Whatever, the positive supply terminal must connect to pin 16!

This is akin to the argument about the phase difference between L! and L2 in the 120V/240V residential service--depends on the reference.

 

[lquadros]

24VDC clarification

24VDC clarification

rattus,

In our case, P is the reference node and is grounded. On a multimeter, pin 16 with respect to pin 1 will read 24VDC as long as +V terminal is at pin 16 and common terminal is at pin 1.

Can we then write 24VDC on pin 16 and still have it grounded and write 0VDC on pin 1? Is it correct and easier to understand? In the existing system, if the ground were to be removed, then the existing drawing will not make any sense. Where as it would not mislead the user if pin 1 and pin16 are properly designated with voltages. Just a thought.

 

[LarryFine]

It doesn't really matter which rail is grounded. Whichever polkarity suits the operation of the circuit is fine. One merely needs to observe the polarity of the meters and testers.

When faced with a bi-polar supply and loads, the same thing applies to half of the circuitry. There are both positive and negative rails and signals.

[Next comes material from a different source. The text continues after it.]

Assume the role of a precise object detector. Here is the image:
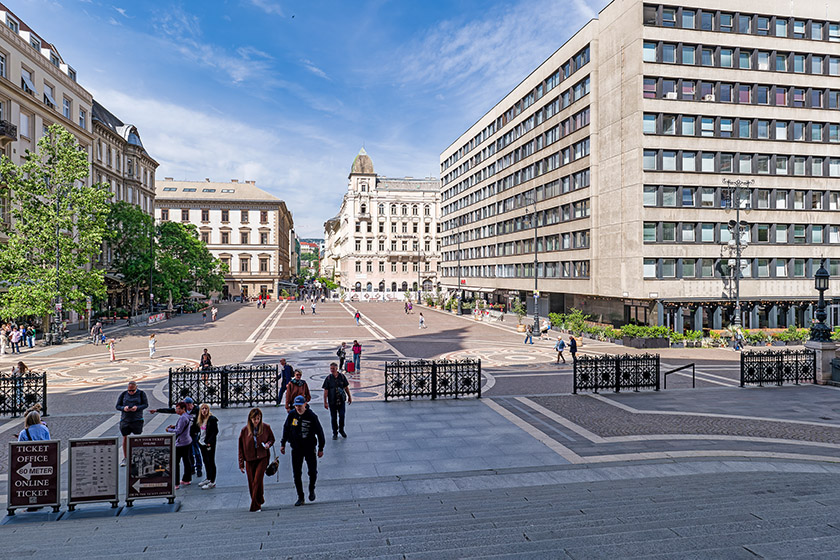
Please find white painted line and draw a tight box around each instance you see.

It's funny how we're used to negative grounding of DC, probably because of automotive polarity, which wasn't always negative ground for many years. (It makes a better spark.)

 

[rattus]

rattus,

Can we then write 24VDC on pin 16 and still have it grounded and write 0VDC on pin 1? Is it correct and easier to understand? In the existing system, if the ground were to be removed, then the existing drawing will not make any sense. Where as it would not mislead the user if pin 1 and pin16 are properly designated with voltages. Just a thought.

No. That would be confusing. You need to understand the concept of a reference. Analog ICs for example, usually require both a positive and a negative supply measured relative to a common/ground bus. The obsolete PMOS circuits required a negative supply only.

Voltage is either positive or negative relative to the reference.

It is desirable to have a voltmeter which measures positive and negative. Then place the black (-) test lead on the reference bus, and place the red (+) on the voltage to be measured. If the voltage is -24V, so be it. That is,

V1 re V16 = -24V

If you are using a conventional analog meter, you may have to swap leads, but leave the drawing as is.

 

[dbuckley]

...more positive...

These are the really important two words in Gar's post.

When dealing with polarity sensitive components in a DC circuit, to get it right, you only need to figure out which end is "more positive" or "more negative", and then you can connect things the right way round.